The writing of a new constitution has been delayed and the military has signaled it may amend the existing one to expand its grip. That will draw political skirmishes with the next leader, who will also be tested by an Islamist-controlled parliament.

A victory by either Morsi or Aboul Fotouh would give Islamists a lock on both branches of government. Aboul Fotouh has been running a consensus campaign that has attracted liberals, Christians and ultraconservative Salafis. But many wonder how he can bridge such disparate constituencies. Morsi, the Muslim Brotherhood’s uncharismatic choice, has tilted toward hard-liners in recent weeks. Both men would ruffle the military.

Moussa and Shafik would forge a closer relationship with the army and antagonize Islamists. Moussa has been a front-runner for months, but a recent surge by Shafik, a retired air force general and Mubarak’s last prime minister, suggests that many Egyptians desire a law-and-order leader to stop protests and contain Islamist ambitions to weight a new constitution in sharia, or Islamic law.

But Shafik has legions of critics. Egyptian media reported that political operatives from other campaigns started a rumor on the eve of voting that Shafik was in a coma; hours later when he went to vote, a crowd hurled stones and shoes at him.

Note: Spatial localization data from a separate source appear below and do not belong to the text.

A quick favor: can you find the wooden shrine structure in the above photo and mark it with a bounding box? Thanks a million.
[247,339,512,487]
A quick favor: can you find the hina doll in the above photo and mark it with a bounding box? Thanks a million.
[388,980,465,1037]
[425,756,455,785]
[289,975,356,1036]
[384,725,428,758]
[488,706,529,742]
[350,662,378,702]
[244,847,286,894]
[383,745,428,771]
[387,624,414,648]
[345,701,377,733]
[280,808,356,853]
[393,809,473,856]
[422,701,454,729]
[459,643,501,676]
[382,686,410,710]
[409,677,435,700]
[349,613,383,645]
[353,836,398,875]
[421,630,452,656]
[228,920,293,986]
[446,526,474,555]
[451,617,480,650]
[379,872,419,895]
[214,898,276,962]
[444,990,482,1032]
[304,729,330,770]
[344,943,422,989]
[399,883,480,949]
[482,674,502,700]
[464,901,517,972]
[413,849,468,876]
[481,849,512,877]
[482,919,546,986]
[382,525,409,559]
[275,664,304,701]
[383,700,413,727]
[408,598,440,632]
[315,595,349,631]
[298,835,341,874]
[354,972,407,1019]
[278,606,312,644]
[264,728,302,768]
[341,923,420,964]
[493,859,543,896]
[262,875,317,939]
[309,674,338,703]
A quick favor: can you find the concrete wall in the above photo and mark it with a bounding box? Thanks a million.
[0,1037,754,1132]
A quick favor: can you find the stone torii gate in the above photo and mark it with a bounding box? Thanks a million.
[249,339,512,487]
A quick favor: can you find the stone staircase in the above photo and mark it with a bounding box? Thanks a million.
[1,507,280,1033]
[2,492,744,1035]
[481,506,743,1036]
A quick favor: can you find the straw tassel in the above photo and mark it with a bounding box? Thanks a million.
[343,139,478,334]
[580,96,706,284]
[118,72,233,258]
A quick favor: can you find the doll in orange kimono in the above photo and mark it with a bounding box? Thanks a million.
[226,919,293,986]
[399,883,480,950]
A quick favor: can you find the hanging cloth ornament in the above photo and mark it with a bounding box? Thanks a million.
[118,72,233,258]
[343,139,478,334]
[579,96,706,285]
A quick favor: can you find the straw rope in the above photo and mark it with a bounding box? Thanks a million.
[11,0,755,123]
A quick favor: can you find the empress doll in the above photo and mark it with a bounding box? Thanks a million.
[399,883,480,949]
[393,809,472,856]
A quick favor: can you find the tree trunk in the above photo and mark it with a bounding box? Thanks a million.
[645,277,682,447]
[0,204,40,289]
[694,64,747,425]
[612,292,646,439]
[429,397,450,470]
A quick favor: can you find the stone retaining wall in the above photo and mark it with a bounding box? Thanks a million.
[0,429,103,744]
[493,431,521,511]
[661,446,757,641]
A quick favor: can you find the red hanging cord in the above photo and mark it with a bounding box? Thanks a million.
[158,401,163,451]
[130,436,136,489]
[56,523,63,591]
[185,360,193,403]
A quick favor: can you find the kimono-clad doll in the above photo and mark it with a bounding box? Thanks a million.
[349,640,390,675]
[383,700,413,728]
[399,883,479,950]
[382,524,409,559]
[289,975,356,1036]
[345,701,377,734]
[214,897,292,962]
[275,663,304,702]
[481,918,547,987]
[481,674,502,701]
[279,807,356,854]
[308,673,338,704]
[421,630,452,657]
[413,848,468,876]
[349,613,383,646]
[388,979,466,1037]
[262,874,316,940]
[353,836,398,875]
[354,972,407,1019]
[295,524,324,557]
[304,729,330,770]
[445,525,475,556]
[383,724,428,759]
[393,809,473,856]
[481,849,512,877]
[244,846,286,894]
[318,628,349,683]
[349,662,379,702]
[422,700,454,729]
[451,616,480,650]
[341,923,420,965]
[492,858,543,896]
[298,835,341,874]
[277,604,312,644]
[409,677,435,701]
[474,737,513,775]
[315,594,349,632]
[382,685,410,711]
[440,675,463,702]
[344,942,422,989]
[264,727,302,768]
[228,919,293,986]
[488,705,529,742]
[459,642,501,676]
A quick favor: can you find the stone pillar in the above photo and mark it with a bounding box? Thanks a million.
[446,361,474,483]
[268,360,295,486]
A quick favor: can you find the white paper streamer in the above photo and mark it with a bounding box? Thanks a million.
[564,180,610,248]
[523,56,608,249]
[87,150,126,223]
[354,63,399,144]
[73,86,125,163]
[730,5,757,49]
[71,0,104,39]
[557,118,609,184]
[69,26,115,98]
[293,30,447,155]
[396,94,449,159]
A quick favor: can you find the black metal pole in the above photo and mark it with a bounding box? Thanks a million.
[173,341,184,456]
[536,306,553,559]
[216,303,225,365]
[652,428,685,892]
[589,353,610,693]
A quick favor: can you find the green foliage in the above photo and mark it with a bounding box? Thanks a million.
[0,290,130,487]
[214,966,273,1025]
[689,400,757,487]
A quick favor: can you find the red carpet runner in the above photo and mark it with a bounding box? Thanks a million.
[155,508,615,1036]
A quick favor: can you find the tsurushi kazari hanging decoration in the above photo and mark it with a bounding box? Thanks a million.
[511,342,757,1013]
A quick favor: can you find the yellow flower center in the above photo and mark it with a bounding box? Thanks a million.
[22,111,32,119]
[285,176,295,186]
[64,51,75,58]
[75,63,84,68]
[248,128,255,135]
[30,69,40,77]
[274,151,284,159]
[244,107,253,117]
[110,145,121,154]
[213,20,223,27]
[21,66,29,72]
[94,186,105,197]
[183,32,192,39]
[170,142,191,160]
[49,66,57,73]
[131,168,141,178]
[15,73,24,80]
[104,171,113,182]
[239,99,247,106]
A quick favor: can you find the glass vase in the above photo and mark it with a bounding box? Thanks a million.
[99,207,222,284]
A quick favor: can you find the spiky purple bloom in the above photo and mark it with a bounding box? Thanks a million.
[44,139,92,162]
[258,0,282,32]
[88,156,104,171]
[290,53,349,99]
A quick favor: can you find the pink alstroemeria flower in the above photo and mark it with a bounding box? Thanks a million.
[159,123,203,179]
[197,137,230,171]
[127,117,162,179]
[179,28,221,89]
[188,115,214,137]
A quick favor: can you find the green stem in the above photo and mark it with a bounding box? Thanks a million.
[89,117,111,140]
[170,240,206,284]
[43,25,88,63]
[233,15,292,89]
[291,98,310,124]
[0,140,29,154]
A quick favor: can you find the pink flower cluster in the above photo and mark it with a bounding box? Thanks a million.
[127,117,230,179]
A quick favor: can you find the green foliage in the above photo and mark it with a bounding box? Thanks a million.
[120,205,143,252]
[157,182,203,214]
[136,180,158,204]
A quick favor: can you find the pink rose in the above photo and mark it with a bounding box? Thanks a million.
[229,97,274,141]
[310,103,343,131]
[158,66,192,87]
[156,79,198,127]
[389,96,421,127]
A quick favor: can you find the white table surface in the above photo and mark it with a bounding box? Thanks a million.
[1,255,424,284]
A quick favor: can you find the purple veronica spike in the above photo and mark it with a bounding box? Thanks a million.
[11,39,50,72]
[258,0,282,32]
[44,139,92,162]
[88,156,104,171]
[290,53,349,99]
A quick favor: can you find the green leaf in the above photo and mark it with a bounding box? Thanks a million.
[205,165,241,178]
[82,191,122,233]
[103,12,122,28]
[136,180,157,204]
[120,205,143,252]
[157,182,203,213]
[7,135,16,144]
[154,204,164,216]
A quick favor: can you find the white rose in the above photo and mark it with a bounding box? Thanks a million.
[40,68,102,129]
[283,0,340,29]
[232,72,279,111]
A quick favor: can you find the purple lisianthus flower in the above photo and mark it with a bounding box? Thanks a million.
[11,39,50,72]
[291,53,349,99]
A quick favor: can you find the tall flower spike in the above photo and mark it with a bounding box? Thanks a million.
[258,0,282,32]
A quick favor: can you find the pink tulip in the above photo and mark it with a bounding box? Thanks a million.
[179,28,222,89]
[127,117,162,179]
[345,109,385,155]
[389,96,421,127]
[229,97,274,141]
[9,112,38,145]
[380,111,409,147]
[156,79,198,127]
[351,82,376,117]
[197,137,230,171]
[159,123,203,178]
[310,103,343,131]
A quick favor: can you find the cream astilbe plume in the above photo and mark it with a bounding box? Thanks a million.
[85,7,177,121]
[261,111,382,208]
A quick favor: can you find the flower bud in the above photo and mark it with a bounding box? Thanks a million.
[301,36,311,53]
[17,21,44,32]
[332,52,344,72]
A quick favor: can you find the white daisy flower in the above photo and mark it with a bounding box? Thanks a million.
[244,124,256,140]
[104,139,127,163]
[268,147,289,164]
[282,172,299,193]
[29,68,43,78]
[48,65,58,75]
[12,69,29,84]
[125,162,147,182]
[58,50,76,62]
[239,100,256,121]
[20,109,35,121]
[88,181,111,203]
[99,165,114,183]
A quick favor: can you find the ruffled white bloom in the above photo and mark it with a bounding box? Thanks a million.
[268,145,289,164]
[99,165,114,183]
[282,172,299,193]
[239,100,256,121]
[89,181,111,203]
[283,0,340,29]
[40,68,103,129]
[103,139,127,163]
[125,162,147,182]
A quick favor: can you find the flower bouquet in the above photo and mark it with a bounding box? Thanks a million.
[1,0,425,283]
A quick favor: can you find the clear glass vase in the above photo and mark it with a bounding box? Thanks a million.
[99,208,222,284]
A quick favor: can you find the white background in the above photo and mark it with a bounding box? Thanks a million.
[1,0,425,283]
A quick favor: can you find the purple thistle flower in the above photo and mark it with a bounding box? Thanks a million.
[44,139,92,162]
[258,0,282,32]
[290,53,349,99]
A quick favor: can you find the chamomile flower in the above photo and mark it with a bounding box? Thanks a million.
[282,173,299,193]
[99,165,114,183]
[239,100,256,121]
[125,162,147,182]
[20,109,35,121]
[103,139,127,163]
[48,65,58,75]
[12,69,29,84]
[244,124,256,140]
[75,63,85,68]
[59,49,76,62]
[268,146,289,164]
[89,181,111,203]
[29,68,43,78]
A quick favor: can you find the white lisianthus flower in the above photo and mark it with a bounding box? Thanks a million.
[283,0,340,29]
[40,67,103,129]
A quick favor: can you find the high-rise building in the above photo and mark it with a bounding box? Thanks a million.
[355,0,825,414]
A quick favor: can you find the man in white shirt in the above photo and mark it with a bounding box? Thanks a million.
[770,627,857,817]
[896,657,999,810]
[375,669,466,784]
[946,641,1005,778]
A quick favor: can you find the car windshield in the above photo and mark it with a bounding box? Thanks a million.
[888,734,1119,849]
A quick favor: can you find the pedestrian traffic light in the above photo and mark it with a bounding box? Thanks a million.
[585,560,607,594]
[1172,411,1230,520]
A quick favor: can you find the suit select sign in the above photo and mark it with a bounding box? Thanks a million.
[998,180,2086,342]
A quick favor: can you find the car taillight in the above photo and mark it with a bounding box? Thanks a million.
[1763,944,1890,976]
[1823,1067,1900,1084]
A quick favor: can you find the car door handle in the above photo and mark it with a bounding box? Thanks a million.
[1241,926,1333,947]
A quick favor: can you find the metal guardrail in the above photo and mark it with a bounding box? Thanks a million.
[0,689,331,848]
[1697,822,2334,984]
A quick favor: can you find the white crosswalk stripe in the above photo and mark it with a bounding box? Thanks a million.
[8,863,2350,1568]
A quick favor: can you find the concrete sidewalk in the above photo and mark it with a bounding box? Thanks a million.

“We need a president who can give us safety and security and care for the poor and bring us jobs,” said Rashid, standing in the shade after voting in the Cairo district of Helwan, where thousands of men have lost steel mill and factory jobs to privatization and mismanagement. “But voting is not just a political responsibility, it’s a moral one.

“I voted for Morsi. I respect the man and what the Brotherhood can do.”

Hamdi Anwar smiled as he walked out of the schoolyard where he voted. He patted men on the back, whispered to friends.

“This election is not for my generation,” he said. “It’s so my sons can have a better life than mine.... I voted for Moussa. We need experience now. We can’t afford to give someone a chance who has never been in government. No matter what, though, it will take us a long time to get past Mubarak and all the bad he did.”

Iman Nabil sweated beneath her head scarf in a wealthy Cairo neighborhood. She had voted at a school and waited in the shade, looking at the ink on her finger, amazed by what she had just done.

“It’s the first time since the pharaohs that we’ve been able to pick our leader,” she said. “We are the first among Arabs to elect a president. Africa. Europe. The Middle East. They’re all impressed by what we’re doing today.”

She watched a policeman point more women toward the voting line.

“We Egyptians finally have our word, our say.”

Amro Hassan of The Times’ Cairo bureau contributed to this report.